# Copyright 2009 by Osvaldo Zagordi.  All rights reserved.
# Revisions copyright 2010 by Peter Cock.
#
# This file is part of the Biopython distribution and governed by your
# choice of the "Biopython License Agreement" or the "BSD 3-Clause License".
# Please see the LICENSE file that should have been included as part of this
# package.
"""Command line wrapper for the short read aligner Novoalign by Novocraft."""

from Bio.Application import _Option
from Bio.Application import AbstractCommandline


class NovoalignCommandline(AbstractCommandline):
    """Command line wrapper for novoalign by Novocraft.

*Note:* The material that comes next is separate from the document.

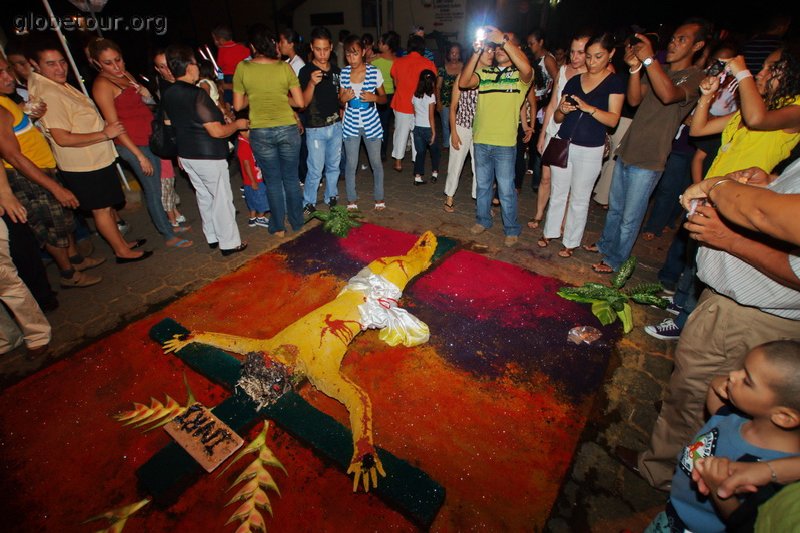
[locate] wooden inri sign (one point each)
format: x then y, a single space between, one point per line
204 436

    See www.novocraft.com - novoalign is a short read alignment program.

    Examples
    --------
    >>> from Bio.Sequencing.Applications import NovoalignCommandline
    >>> novoalign_cline = NovoalignCommandline(database='some_db',
    ...                                        readfile='some_seq.txt')
    >>> print(novoalign_cline)
    novoalign -d some_db -f some_seq.txt

    As with all the Biopython application wrappers, you can also add or
    change options after creating the object:

    >>> novoalign_cline.format = 'PRBnSEQ'
    >>> novoalign_cline.r_method='0.99' # limited valid values
    >>> novoalign_cline.fragment = '250 20' # must be given as a string
    >>> novoalign_cline.miRNA = 100
    >>> print(novoalign_cline)
    novoalign -d some_db -f some_seq.txt -F PRBnSEQ -r 0.99 -i 250 20 -m 100

    You would typically run the command line with novoalign_cline() or via
    the Python subprocess module, as described in the Biopython tutorial.

    Last checked against version: 2.05.04

    """

    def __init__(self, cmd="novoalign", **kwargs):
        """Initialize the class."""
        READ_FORMAT = ["FA", "SLXFQ", "STDFQ", "ILMFQ", "PRB", "PRBnSEQ"]
        REPORT_FORMAT = ["Native", "Pairwise", "SAM"]
        REPEAT_METHOD = ["None", "Random", "All", "Exhaustive", "0.99"]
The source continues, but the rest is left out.